To Know Sweet and Sour
Chapter Eight – Part One


I did not leave with the others. While they moved down to a lower level inside the mansion, I had to step outside. I had helped Kierle settle into the house provided for me by King Dellarkin, then did things over the years to keep it in good condition and a pleasant home for the growing children. Over the decades I came to know the house, the neighbors, and a lot of things about the city itself. Wondering about Pesloe, I moved away from the others to step outside and get a good look at her surroundings.

There were things I had learned about her over the years.

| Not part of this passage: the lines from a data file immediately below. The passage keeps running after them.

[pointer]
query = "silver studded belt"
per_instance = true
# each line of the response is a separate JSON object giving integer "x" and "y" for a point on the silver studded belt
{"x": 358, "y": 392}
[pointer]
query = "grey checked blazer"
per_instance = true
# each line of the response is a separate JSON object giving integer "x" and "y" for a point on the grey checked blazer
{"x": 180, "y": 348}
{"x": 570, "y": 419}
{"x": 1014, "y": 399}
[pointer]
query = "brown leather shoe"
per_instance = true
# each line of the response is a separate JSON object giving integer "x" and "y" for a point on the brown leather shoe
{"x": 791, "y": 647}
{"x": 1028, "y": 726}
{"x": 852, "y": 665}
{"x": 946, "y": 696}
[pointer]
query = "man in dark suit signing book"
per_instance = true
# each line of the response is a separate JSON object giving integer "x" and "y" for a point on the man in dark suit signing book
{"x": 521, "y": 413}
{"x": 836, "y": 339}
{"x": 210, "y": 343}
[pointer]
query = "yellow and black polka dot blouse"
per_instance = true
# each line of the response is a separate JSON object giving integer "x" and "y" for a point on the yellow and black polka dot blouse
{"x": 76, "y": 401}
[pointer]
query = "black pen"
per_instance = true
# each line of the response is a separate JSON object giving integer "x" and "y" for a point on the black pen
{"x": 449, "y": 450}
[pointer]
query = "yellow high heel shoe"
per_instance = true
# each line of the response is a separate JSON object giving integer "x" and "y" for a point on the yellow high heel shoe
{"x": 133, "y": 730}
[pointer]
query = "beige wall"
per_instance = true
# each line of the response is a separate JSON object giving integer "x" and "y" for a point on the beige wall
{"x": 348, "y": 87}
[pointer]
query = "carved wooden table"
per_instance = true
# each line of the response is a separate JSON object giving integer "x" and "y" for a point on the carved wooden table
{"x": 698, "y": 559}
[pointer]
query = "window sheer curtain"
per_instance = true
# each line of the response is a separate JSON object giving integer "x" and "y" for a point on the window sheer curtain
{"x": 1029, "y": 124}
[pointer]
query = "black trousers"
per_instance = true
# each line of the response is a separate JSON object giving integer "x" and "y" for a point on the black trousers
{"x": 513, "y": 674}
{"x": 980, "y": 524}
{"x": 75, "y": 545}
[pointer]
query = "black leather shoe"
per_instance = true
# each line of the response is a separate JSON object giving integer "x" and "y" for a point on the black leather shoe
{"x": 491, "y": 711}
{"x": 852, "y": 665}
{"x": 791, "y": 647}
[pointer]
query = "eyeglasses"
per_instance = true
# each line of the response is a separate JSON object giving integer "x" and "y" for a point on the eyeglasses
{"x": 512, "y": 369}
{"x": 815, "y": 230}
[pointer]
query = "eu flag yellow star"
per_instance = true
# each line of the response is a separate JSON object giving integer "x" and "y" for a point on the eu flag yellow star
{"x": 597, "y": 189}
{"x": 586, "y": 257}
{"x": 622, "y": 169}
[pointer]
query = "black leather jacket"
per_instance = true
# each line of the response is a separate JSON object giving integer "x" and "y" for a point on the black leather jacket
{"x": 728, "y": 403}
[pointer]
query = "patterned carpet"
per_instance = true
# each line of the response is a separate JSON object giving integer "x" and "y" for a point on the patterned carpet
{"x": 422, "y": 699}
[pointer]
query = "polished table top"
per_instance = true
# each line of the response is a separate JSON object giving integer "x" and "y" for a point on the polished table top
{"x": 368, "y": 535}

She and Cornispe had settled in a kingdom devoted to Zetrullid. There were fountains in my vision letting me know that water was abundant. The houses had ornately slanted rooves for directing rainwater. The ground had bricks that I could tell helped to manage the flow of any liquid to channels worked into the soil. I was looking at some children playing when I saw a man walk up to me that I could tell had Pesloe’s face.

He stuck out a hand while saying, “Honored Hallith, I have heard so much of you. Mother and Father said that you would come one day, and I promised that I would shake your hand.”

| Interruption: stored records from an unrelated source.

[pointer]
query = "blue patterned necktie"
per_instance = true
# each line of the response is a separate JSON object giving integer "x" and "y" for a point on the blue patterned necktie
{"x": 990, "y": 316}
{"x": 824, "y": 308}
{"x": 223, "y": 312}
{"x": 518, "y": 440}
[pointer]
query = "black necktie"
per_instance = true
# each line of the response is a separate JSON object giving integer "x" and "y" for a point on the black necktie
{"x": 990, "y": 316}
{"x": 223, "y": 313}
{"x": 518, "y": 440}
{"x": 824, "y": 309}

I grabbed it while asking, “Are you the eldest?”

“I am.”

It was hard not to cry as I hugged the man with me asking as I released him, “How much has your mother spoken of her days as a Quartermaster?”

“Not much. She speaks of her life long ago. I know who you were. Most of the stories of the Quartermasters are actually told by father.”

“He can remember.” Wondering just what Pesloe had told her children, I said, “I was shown a picture in Nehallum, that is the home of a man named Ferrigote.”

“He actually visited with his gold wife, Dirchein.”

“Yes.” I heard the couple mention that they had visited, but hearing the lad speak of it caused me to feel sorrow for not showing up until now. “There is a picture of us, the Quartermasters, fighting. Your mother is in a dress. I cannot recall the event.”

“I heard mother speak of that picture as well. She said that she wondered if between the four of you if you could reconstruct those centuries.”

“I have a hope, but it was fight after fight after fight. It’s just a blur.”

The eyes of the young man focused away from me as I heard him stammer, “Sir… I… Maybe later.”

I heard the voice of Ayither demand, “Go ahead and say it.”

There was no doubt that the young man was bothered by Ayither, but he went ahead and took an icon of Aslerrida from behind his wide lapel and handed it to me while saying, “Mother had me wear this, even though she always grumbled that Zetrullid did you wrong. She said you were the one deserving, not her.”

I replied, “Don’t you ever speak bad of the goddess. Pesloe was the lady, and Zetrullid somehow knew Cornispe would be right for her. Aslerrida was a lady, and somehow knew what to do for me. Zetrullid has always been there for me. He had my honor, and still has it. As for matters of the heart, sometimes a little opposition can be a good thing.”

The young man laughed, then said, “That is what father says as well. How long will you be staying, Honored Hallith?”

“Aslerrida be damned. It is your mother that must approve Ayither.” In saying those words I reached back to pull her close to me. “I will stay long enough for your mother to make a decision.”

The young man again stuck out his hand while asking, “So I can speak with you some more?”

“Unless you are the one to start staying away.”

As he moved off after shaking my hand, Ayither moved to peck me on the cheek while saying, “This does feel like a good place. Again I can tell that this place is not calm, but not storm either. Again I watched as those associated with you handled things, and I believe I can do things in that manner as well.”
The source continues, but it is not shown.